At some point, early in their fund, founder/partner Barend Van Den Brande decided he needed to make a confession to his LPs:
“I said to my own LPs, ‘Listen guys, we’ve got to do a confession’…He proceeded to run through a hypothetical with the collected LPs. Imagine if Hummingbird had invested in all of the good companies it had seen and none of the bad ones, that it had, in effect, a 100% hit rate. How would such a record have been possible? What rationale could have led to that outcome, with the benefit of hindsight? “I told them, ‘Listen, I know this sounds like a bit like of an iffy or a shaky type of exercise. But the only way to do that is to put 80% on the founder. And you know what? I’m taking all of your money here, and for the last two years, we’ve been leaning in a direction which is super uncomfortable.’” Hummingbird could say what the assembled LPs might have wanted it to say, to spout acronyms and facile frameworks (“we are really good at acronyms in the tech industry,” Van den Brande remarked), but that wasn’t the reality of their approach.
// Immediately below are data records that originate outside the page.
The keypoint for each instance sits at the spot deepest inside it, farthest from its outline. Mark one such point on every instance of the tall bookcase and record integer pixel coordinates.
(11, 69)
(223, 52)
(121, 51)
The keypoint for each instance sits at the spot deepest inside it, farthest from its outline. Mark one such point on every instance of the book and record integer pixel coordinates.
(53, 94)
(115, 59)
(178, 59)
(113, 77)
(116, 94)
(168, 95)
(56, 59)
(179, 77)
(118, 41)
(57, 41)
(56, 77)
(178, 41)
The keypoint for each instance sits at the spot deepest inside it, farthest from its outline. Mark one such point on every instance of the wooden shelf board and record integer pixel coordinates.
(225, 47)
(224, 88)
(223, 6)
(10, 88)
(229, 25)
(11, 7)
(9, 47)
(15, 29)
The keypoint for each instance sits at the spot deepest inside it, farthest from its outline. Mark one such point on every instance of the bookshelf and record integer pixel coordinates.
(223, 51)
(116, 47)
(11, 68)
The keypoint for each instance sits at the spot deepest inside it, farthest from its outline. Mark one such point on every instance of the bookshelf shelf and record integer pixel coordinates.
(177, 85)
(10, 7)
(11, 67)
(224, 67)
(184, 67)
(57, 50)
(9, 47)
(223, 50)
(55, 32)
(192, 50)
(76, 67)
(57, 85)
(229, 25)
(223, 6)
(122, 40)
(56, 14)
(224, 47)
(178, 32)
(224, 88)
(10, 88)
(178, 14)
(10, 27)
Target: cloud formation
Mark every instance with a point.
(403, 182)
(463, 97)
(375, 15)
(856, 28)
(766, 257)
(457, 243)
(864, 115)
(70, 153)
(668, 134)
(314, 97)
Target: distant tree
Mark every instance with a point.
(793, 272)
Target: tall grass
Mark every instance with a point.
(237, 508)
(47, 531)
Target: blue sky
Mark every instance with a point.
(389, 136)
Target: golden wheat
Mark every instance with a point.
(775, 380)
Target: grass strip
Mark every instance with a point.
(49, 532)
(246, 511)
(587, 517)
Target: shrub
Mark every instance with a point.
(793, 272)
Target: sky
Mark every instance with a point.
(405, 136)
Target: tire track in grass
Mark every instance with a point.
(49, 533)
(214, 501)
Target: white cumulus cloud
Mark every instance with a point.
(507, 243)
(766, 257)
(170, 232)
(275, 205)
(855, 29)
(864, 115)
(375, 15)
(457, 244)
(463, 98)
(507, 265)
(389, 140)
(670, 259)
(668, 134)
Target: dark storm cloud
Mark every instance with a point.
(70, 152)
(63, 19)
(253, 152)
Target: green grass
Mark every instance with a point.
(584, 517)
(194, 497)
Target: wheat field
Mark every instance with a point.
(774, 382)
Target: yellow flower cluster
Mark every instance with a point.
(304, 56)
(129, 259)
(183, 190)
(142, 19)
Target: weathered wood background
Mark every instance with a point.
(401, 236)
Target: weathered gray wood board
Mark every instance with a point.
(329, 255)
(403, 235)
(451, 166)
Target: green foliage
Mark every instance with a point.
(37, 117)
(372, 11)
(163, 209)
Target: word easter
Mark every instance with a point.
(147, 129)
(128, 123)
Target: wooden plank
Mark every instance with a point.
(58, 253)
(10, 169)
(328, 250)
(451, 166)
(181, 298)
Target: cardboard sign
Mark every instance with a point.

Hummingbird believed that founders were four-fifths of the equation – that was its confession. “‘We do this with your money, you need to know.’”
Mario Gabriele (The Generalist) in The Best Venture Firm You’ve Never Heard Of
Almost all early stage investors say they invest primarily in founders. But if you take the time to read about Hummingbird you’ll realize that this is not idle talk or platitudes. This was a doubling down on some truly unusual criteria for identifying outlier founders: trauma in their history, neurodiversity and not turning away from founders that looked like automatic passes for other VCs.
This worked out great for Hummingbird’s LPs but would be challenge for most.
The Power Law Challenge
Everyone knows about the power law in venture capital: 80% of the returns come from 20% of the deals. That obviously does not mean that 20% of all investments will be huge winners.
It does mean that being contrarian is essential, not optional. Otherwise even with reasonably good bets you end up with 20% of the return potential, leaving 80% to the contrarians.
I’ve mentioned only three obstacles to being contrarian, but they are important ones:
The venture model has built-in incentives that make it harder to make outlier bets
Most people are influenced by groupthink and their own biases
It’s more difficult to convince LPs to back a contrarian strategy
Funds can generate better returns, and more outliers will get funded, if VCs are more aware of how these obstacles subtly discourage them from being truly contrarian.